1951: three-year-old season
In his three-year-old campaign in 1951, Counterpoint was entered in the Blue Grass Stakes, an important test race for Kentucky Derby hopefuls. That year, the race was contested in two divisions because of the number of entrants. Counterpoint finished fourth in the second division of the Blue Grass but was moved up to third place after the winner, Sonic, was disqualified. His handlers then put him in the Kentucky Derby, where Counterpoint made a move at the three quarters pole but tired badly and finished eleventh to Count Turf, another son of Count Fleet.
Despite his poor showing in the Kentucky Derby, Counterpoint competed in the 1951 Preakness Stakes. Dismissed by bettors, he went off as a longshot at 25:1. He finished second, seven lengths behind Brookmeade Stable's winning colt Bold in the second-fastest time in Preakness history.
Counterpoint bruised a foot and was out of racing for two months, but in early fall he returned to the track with a win in the important Lawrence Realization Stakes. He was then entered in the Jockey Club Gold Cup, where he competed against older horses, notably Christopher Chenery's heavily favored Hill Prince, the previous year's winner and 1950 Horse of the Year. Counterpoint won the two-mile race, beating Hill Prince by a neck, then won the Empire City Gold Cup while equaling the track record and assuring himself the 1951 Horse of the Year title. He received 28 of the 31 votes for the Daily Racing Form award in November[2] and also topped the Turf and Sport Digest poll a month later.[3]

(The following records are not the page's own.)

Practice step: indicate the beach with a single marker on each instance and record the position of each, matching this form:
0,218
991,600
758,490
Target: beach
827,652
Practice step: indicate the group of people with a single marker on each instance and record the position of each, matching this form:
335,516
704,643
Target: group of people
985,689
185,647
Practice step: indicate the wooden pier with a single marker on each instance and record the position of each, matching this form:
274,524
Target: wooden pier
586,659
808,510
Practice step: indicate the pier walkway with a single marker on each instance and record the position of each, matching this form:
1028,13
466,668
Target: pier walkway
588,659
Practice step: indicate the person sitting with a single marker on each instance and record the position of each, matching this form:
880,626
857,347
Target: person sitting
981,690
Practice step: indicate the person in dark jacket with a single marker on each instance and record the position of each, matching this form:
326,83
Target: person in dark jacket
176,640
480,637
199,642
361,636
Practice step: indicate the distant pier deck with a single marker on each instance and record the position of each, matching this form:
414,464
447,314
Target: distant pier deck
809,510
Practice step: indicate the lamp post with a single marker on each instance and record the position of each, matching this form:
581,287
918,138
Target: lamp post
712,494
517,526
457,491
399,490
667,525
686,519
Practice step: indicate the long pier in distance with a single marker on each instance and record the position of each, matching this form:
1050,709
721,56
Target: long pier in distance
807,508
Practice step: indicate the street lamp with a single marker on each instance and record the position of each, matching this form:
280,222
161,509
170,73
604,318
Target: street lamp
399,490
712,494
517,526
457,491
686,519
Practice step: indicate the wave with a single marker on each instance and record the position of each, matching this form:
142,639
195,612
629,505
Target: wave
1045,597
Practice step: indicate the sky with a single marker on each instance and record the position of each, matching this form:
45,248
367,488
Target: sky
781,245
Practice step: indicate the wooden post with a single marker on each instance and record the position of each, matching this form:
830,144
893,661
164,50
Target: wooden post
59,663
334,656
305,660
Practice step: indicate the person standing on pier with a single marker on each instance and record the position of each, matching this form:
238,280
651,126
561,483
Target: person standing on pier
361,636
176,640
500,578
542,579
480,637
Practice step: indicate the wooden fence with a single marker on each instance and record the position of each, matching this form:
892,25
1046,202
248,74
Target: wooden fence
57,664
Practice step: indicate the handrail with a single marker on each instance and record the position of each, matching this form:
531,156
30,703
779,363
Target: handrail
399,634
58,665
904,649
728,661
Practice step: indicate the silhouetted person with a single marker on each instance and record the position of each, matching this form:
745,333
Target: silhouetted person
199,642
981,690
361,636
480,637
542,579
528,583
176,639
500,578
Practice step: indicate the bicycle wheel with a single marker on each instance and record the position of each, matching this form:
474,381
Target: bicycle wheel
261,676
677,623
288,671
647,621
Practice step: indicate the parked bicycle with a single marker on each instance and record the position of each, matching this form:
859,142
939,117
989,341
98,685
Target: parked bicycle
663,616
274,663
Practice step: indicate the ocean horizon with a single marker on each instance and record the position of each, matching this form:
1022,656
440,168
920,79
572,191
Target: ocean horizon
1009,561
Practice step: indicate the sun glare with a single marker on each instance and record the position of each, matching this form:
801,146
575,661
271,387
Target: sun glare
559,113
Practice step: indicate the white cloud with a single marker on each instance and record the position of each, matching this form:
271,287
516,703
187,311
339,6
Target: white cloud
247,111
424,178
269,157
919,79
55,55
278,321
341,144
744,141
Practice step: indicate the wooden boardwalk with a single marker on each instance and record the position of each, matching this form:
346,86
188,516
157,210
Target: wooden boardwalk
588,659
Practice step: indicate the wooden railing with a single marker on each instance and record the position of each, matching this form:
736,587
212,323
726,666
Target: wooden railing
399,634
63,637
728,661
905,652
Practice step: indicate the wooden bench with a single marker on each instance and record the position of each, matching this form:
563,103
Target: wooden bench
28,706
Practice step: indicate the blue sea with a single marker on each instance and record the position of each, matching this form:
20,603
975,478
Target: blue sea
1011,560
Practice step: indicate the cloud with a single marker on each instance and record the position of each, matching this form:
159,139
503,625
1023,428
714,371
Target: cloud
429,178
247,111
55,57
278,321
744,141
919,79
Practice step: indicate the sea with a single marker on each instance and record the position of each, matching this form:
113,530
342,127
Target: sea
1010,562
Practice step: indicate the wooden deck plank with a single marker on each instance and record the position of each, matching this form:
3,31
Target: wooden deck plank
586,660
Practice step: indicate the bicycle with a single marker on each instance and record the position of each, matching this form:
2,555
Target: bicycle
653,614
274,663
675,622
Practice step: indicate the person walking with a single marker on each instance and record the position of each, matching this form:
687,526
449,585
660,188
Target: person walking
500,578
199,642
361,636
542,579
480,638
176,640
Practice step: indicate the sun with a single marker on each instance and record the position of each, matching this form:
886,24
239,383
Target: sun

Although Counterpoint sired a number of graded stakes race winners including Hollywood Gold Cup winner Dotted Swiss, none achieved the level of racing success he had. Counterpoint died in 1969 at the Whitney farm (today part of Gainesway Farm) and was buried in its equine cemetery next to a number of other prominent horses owned by both Cornelius Vanderbilt Whitney and his father, Harry Payne Whitney.